Re: Solaris versus our NLS files

From: Tom Lane <tgl(at)sss(dot)pgh(dot)pa(dot)us>
To: Thomas Munro <thomas(dot)munro(at)gmail(dot)com>
Cc: pgsql-hackers(at)lists(dot)postgresql(dot)org
Subject: Re: Solaris versus our NLS files
Date: 2025-12-09 22:23:19
Message-ID: 299454.1765318999@sss.pgh.pa.us
Views: Whole Thread | Raw Message | Download mbox | Resend email
Thread:
Lists: pgsql-hackers

Thomas Munro <thomas(dot)munro(at)gmail(dot)com> writes:
> On Wed, Dec 10, 2025 at 10:22 AM Tom Lane <tgl(at)sss(dot)pgh(dot)pa(dot)us> wrote:
>> After some quality time with Google, I learned why: with Solaris's
>> apparently-locally-hacked version of gettext, it's not good enough
>> to have $INSTALLATION/share/locale/ subdirectories named like
>> "es", "fr", etc. They have to be named after the
>> fully-spelled-out locale names like "es_ES.UTF-8".

> Is it really locally hacked, or is it just Sun's libc[1], which
> invented gettext() in the first place, and then later added GNU's
> extensions and .mo format after GNU's reimplementation became
> widespread?

Sorry, I was imprecise there. This is Solaris' libc implementation:
configure reports

configure:18402: checking for library containing bind_textdomain_codeset
configure:18450: result: none required

and I don't see any libintl listed in "ldd postgres" either.

> From some (very) limited research on the topic, one thing
> that GNU's reimplementation added that Sun's never had is the ability
> to open a .mo with the wrong encoding and transcode it.
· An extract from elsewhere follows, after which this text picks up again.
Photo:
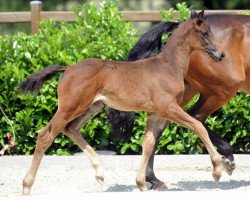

Perhaps that
> explains Sun's insistence on finding an exact match, and I guess that
> might mean that you could get either mojibake or some kind of error if
> you create codesetless symlinks (which I guess it would normally only
> use when your locale's name doesn't have the codeset suffix, and then
> I guess it would expect Latin-9 or whatever it thinks "es_ES" has)?

Like some other platforms, it flat out won't accept codeset-less
lc_messages settings:

postgres=# SET lc_messages = 'es_ES';
ERROR: invalid value for parameter "lc_messages": "es_ES"
postgres=# SET lc_messages = 'es_ES.UTF-8';
SET
postgres=# select 1/0;
ERROR: división por cero

This is with the symlink in place. Yes I did try making a symlink
named "es_ES", but apparently there's some central source of truth
about what the valid locale names are.

It apparently is possible to install GNU gettext on top of Solaris,
although you then get into some fun about conflicts between GNU-
and OS-supplied headers. But I've not tried that here.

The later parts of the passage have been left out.